What do Brad Pitt, Viola Davis, John Goodman and Jessica Chastain have in common? Each of them appears in two of the nine movies nominated for Best Picture of 2011 by the Academy of Motion Picture Arts and Sciences. Four of the films include French settings or characters, three of them use World Wars I or II as plot elements, and two of them feature a boy trying to strengthen ties to his late father by solving the mystery of a missing lock or key. Aside from all that and a pervading air of nostalgia, the field of nominees is most notable for its diversity. Good luck to the Academy trying to sort it all out, because these nine films are nearly incomparable.
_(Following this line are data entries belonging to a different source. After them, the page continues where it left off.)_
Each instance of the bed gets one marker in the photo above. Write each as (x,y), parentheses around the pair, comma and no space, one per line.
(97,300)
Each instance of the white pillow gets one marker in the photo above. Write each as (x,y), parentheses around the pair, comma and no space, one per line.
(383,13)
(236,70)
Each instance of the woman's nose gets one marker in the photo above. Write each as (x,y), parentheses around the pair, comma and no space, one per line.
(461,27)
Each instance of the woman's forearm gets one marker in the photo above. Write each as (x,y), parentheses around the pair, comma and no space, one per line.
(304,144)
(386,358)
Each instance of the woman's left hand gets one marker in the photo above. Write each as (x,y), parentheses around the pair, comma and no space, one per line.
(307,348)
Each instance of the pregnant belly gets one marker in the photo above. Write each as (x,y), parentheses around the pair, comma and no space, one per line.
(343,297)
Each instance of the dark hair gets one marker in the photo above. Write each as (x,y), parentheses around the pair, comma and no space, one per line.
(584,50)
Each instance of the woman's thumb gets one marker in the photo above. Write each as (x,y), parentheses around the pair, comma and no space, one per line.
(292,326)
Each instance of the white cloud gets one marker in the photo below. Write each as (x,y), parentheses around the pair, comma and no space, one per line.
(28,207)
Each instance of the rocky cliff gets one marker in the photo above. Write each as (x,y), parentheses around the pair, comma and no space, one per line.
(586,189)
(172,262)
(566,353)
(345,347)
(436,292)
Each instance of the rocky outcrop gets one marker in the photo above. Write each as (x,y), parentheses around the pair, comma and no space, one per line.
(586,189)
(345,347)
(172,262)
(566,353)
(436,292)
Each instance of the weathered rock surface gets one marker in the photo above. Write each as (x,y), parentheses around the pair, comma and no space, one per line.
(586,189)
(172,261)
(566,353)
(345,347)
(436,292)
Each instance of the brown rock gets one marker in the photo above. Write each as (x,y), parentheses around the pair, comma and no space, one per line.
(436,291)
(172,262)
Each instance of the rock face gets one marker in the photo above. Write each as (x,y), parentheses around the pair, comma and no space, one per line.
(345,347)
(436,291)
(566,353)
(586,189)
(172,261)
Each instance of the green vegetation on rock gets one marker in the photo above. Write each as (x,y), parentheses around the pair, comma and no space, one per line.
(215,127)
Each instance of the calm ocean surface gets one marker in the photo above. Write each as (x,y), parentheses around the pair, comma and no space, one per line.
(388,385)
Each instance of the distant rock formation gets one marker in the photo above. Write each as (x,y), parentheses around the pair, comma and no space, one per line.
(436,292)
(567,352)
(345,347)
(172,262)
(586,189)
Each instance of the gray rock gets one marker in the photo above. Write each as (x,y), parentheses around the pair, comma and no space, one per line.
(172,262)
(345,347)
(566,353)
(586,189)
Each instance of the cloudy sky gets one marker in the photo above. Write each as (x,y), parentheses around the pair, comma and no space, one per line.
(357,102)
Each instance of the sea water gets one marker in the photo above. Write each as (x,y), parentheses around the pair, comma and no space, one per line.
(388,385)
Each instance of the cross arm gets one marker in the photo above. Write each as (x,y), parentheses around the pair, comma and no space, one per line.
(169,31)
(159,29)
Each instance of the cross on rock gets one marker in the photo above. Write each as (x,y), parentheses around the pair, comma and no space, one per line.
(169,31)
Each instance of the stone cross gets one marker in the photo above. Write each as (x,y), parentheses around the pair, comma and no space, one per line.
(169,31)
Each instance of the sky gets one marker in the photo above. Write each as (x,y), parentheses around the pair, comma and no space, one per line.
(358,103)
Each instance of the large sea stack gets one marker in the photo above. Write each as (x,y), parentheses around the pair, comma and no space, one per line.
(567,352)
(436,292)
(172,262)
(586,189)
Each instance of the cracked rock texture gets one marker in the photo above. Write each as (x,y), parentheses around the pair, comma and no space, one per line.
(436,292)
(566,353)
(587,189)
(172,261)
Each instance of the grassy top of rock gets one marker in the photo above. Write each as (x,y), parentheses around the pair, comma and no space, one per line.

The Artist may appear to casual moviegoers as the oddball of the bunch. After all, it's a silent movie shot in black and white. This does not, however, signal pretentiousness. On the contrary, it's a very accessible, entertaining film that's bound to charm anyone who gives it a chance. Best Actor nominee Jean Dujardin and Best Supporting Actress nominee Berenice Bejo are magnetically charismatic as falling and rising stars at the dawn of the talkies. Those with a fondness for silent cinema will enjoy the evocation of that era, but it's not necessary to be a film buff to like The Artist. It's a lightweight yet engaging romance, a rare crowd-pleaser that does not pander to its audience.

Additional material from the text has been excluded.